Radio in the Dark: The Shortwave Resistance
Beyond video content, a quieter but equally determined information current flows through the airwaves. Organizations including Radio Free Asia's Korean Service, Voice of America Korean, and Seoul-based outlets Echo of Hope (KBS World Radio) and Open Radio for North Korea broadcast daily programming specifically targeting North Korean audiences. Reception requires either a factory-set shortwave radio — legally fixed to state frequencies — or a modified set with a manually tunable dial, itself a criminal offense.

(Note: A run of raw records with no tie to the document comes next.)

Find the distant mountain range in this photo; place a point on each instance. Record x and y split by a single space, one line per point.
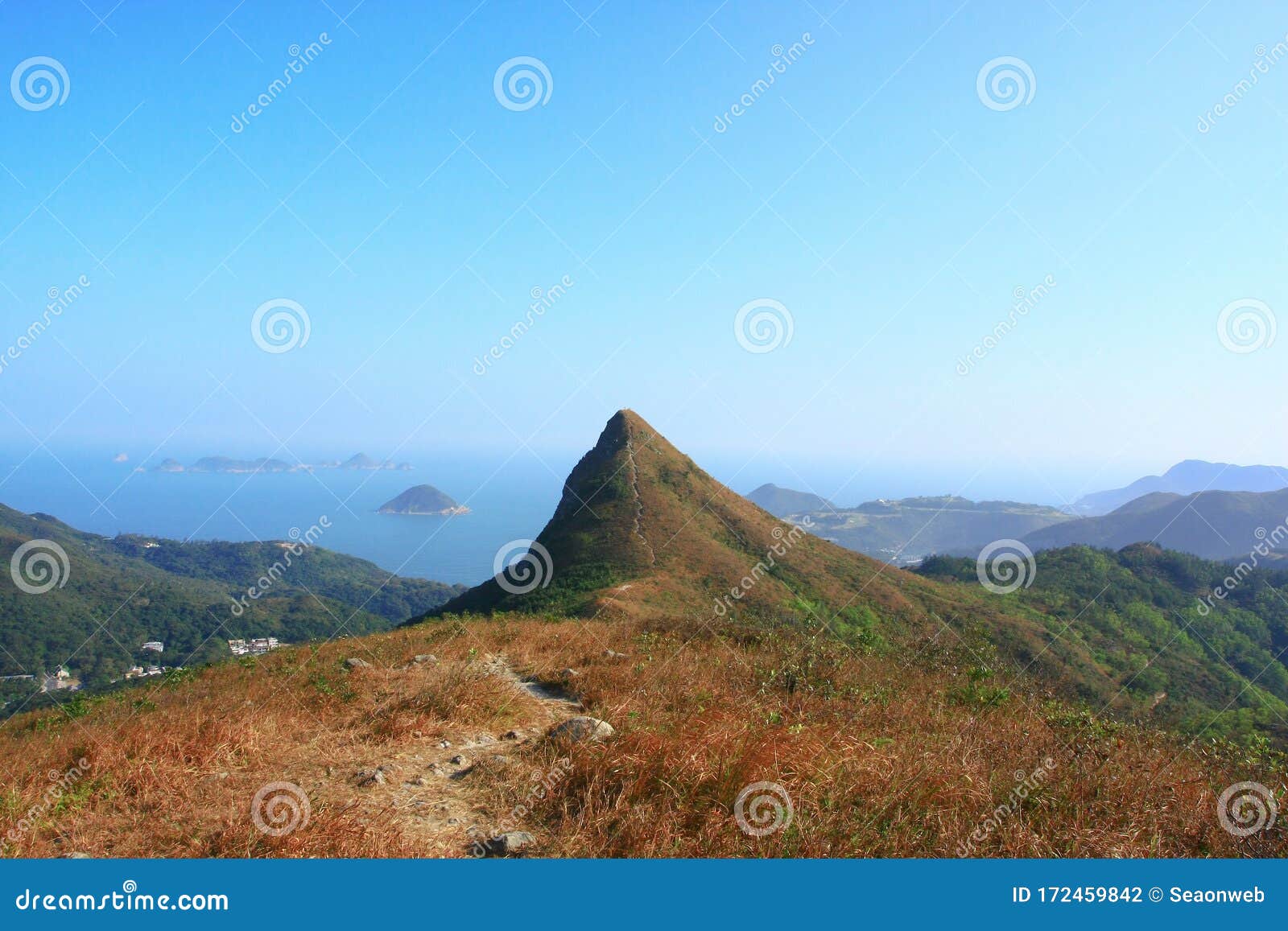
643 533
423 500
908 529
225 463
1210 525
783 501
98 599
1187 478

"My father modified three radios using parts from broken televisions," said Lee Hyeonsuk, 37, a nurse from Wonsan who defected in July 2020 and now volunteers with the NGO Network for North Korean Democracy and Human Rights in Seoul. "He taught me how to find the frequencies. We listened every night after 11 p.m. We heard about the outside world that way for years before I left." Lee describes learning about South Korea's economic prosperity, the existence of international sanctions on Pyongyang, and the 2014 UN Commission of Inquiry report on North Korean human rights abuses entirely through shortwave radio — information that, she says, fundamentally reframed her understanding of the state she lived in.
The Seoul-based NGO Fighters for a Free North Korea has since 2003 supplemented radio broadcasts with balloon launches along the demilitarized zone, sending USB drives, SD cards, and dollar bills attached to hydrogen-filled balloons across the border. The practice has drawn furious official condemnation from Pyongyang and periodic diplomatic protests to Seoul. In June 2020, North Korea dramatically demolished the Inter-Korean Liaison Office in Kaesong — a structure valued at approximately $16 million — partly in retaliation for what state media described as "human scum" conducting the launches. The balloons continue.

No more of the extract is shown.